Houve outrora um rei em Tule...
«A voz profunda e pastosa entrava
na noite como um punhal numa ferida: dilacerava-a.
A pungente melodia fez-me subir as lágrimas aos olhos, e ao coração uma turba de recordações que eu
julgava perdidas no mar da vida como a
taça lendária sobre as águas do mar.
«Calamo-nos todos, a ouvir. O
ruído das ondas acompanhava em surdina a voz maravilhosa que subia e se espalhava na
noite, que parecia concentrar-se e compreender
como uma alma. Julguei naquele momento ouvir um soluço abafado, como se uma onda se tivesse quebrado
ali mais perto de nós; voltei-me negligentemente como para pousar o cigarro
numa mesinha que estava atrás de mim;
não vi ninguém, a não ser a Lídia de Vasconcelos que tranquilamente mordiscava um cravo branco.

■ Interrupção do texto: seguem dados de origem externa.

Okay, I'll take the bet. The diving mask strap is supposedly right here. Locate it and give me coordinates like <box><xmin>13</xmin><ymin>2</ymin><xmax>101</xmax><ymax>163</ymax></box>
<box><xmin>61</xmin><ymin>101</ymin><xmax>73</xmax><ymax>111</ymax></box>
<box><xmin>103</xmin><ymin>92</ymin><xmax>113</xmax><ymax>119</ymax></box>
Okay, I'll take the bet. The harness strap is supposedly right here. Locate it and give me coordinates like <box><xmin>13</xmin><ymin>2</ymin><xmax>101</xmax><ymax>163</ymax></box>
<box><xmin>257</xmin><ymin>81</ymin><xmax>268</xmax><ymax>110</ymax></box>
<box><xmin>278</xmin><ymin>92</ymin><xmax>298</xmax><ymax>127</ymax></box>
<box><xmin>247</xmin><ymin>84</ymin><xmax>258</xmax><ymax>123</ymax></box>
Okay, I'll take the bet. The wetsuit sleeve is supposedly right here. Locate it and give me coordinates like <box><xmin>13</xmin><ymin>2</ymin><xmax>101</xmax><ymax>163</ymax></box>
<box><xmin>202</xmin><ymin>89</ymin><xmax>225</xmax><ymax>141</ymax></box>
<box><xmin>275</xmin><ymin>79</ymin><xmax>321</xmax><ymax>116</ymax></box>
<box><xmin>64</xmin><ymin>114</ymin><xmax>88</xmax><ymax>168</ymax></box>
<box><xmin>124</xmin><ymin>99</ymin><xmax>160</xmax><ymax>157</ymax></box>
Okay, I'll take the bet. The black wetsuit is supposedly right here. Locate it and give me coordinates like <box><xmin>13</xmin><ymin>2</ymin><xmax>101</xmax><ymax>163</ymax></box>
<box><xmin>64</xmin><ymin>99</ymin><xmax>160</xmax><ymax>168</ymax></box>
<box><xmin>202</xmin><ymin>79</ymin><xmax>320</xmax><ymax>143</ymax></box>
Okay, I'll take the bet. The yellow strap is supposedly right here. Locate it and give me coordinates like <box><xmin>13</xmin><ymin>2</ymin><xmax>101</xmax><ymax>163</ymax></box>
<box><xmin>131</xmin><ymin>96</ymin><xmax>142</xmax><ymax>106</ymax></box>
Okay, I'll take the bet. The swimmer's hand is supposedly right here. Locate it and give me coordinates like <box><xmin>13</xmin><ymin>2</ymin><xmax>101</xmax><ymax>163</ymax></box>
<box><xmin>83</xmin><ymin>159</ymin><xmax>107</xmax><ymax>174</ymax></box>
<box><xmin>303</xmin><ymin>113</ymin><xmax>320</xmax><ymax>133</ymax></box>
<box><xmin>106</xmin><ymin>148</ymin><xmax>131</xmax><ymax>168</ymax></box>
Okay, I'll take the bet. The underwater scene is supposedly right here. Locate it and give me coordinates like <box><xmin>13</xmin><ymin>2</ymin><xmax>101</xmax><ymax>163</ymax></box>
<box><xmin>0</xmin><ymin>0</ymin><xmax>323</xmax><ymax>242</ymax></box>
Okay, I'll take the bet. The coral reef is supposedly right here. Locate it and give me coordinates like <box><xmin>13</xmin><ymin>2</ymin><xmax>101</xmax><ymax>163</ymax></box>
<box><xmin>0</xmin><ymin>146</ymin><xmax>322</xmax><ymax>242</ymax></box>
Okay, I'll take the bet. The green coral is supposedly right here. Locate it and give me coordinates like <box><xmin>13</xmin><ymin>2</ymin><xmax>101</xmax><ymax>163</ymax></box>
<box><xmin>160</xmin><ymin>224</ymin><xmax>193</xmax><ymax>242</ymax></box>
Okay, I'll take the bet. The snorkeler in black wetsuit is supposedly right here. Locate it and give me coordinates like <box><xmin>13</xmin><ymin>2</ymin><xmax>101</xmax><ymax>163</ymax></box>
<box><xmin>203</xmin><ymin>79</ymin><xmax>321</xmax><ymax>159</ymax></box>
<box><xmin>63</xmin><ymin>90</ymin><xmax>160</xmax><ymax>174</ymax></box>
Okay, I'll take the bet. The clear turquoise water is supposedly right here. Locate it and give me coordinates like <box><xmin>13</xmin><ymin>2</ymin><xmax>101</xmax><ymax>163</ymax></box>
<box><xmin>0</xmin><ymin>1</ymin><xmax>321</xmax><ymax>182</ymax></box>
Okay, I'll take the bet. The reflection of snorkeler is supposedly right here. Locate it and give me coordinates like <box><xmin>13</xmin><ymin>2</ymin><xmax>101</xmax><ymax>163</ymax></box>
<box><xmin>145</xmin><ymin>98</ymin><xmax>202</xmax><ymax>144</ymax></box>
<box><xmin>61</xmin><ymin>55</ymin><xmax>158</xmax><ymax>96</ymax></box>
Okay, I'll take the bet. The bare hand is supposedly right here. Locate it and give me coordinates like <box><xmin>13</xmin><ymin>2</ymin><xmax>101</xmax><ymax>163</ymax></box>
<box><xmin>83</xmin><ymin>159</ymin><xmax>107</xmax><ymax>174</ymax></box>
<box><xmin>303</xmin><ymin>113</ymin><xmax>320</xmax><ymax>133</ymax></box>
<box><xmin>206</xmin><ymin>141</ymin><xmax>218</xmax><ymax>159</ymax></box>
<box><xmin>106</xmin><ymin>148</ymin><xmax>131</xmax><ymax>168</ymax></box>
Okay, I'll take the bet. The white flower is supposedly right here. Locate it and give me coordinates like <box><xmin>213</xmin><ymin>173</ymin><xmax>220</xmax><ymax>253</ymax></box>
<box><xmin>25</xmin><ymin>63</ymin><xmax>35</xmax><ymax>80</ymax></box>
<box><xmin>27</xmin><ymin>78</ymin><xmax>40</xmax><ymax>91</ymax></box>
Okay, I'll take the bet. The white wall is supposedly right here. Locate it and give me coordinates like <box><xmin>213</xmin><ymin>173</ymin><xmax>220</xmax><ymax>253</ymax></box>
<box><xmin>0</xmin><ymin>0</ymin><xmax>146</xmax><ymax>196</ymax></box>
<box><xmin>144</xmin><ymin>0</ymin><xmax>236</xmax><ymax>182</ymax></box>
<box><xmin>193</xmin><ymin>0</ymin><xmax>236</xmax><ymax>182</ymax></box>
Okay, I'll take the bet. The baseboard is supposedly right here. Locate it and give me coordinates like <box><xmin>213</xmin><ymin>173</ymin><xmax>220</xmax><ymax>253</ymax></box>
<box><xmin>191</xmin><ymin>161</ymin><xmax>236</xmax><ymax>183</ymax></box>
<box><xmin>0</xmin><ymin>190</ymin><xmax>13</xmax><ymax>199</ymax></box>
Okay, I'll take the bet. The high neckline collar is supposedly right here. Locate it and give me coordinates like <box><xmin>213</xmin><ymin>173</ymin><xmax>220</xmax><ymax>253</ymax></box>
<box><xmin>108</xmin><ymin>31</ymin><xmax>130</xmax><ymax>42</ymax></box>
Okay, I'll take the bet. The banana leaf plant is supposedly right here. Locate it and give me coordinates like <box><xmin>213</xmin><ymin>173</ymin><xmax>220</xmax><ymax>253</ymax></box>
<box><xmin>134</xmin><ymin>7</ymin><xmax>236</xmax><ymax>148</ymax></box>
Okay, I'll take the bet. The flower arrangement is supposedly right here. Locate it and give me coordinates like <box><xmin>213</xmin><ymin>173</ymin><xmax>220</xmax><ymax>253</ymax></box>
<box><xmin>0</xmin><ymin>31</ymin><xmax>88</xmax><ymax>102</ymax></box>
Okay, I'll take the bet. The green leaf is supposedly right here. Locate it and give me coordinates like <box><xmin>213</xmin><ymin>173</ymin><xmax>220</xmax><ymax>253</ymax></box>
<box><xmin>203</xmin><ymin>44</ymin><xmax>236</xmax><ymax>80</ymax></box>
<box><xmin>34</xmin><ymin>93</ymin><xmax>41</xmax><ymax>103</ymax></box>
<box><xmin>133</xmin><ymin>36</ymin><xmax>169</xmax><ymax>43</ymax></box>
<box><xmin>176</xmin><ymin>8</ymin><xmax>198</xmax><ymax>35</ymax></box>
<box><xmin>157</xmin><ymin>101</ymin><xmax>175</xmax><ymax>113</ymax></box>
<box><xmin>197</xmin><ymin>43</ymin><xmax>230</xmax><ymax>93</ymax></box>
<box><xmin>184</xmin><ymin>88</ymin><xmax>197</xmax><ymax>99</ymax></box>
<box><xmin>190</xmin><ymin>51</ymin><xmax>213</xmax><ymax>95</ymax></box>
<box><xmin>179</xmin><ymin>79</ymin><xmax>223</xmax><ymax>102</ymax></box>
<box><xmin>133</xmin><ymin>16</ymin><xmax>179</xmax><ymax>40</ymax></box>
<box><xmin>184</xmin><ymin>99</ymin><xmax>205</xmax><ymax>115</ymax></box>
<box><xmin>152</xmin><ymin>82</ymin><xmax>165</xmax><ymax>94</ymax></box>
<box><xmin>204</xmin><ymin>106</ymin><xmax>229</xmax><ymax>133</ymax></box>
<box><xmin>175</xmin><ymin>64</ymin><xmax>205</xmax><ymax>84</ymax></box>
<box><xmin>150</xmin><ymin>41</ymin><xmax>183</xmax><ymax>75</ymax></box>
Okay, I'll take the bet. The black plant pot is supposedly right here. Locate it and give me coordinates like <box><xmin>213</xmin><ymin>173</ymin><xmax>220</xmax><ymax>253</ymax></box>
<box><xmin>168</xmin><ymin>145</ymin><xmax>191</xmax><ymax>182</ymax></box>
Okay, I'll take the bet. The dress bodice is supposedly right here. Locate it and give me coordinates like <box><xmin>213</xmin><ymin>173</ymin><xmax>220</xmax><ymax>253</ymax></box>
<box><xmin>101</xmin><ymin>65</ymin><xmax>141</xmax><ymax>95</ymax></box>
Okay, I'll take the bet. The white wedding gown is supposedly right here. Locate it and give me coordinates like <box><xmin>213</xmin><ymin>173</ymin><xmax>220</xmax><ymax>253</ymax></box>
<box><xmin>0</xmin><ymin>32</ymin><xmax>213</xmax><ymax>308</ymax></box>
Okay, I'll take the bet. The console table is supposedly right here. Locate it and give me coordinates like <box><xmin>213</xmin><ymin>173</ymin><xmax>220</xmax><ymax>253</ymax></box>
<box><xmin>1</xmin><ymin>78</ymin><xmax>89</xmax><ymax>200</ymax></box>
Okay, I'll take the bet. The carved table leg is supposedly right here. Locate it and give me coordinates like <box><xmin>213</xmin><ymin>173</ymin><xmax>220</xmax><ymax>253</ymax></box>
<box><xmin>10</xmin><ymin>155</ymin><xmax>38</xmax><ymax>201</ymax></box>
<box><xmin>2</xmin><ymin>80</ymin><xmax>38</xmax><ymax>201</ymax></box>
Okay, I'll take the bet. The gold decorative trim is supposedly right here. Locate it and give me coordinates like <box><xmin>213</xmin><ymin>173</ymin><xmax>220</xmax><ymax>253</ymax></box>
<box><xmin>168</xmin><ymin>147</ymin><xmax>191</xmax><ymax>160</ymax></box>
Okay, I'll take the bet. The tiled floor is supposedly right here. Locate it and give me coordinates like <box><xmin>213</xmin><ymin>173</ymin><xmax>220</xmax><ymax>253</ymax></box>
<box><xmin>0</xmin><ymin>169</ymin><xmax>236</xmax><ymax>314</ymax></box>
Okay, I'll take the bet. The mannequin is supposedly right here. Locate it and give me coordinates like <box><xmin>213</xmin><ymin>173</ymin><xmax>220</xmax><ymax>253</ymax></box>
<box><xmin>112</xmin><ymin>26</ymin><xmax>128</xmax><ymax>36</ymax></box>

Quando a voz se calou no arrastar dos
últimos versos:
E a taça lá vai boiando
Por sobre as águas do mar...
fez-se um silêncio que nenhum de
nós ousava ser o primeiro a quebrar. Sobressaltou-nos,
numa impressão desagradável, a voz roufenha, monótona, do Robert, que num tom perentório, num tom
todo britânico, teimosamente preso à sua
ideia, reatava o fio da discussão interrompida: “Os mortos voltam.”
«A doce Senhora L. não pôde
conter um sorriso. Aquele sorriso, naquela ocasião, vinha sublinhar a sua opinião sobre
os Ingleses, opinião que eu conhecia e
que achava de uma injustiça flagrante; mas vão lá convencer as mulheres da injustiça de uma opinião que elas
criaram sozinhas!
«A discussão acendeu-se outra
vez. Ravara deitou novamente fogo às peças de artifício do seu espírito brilhante. O riso de
Madame V. ecoou mais cristalino na noite
pura...
«Foi então que, cie novo, chegou
aos meus ouvidos o eco abafado de um soluço.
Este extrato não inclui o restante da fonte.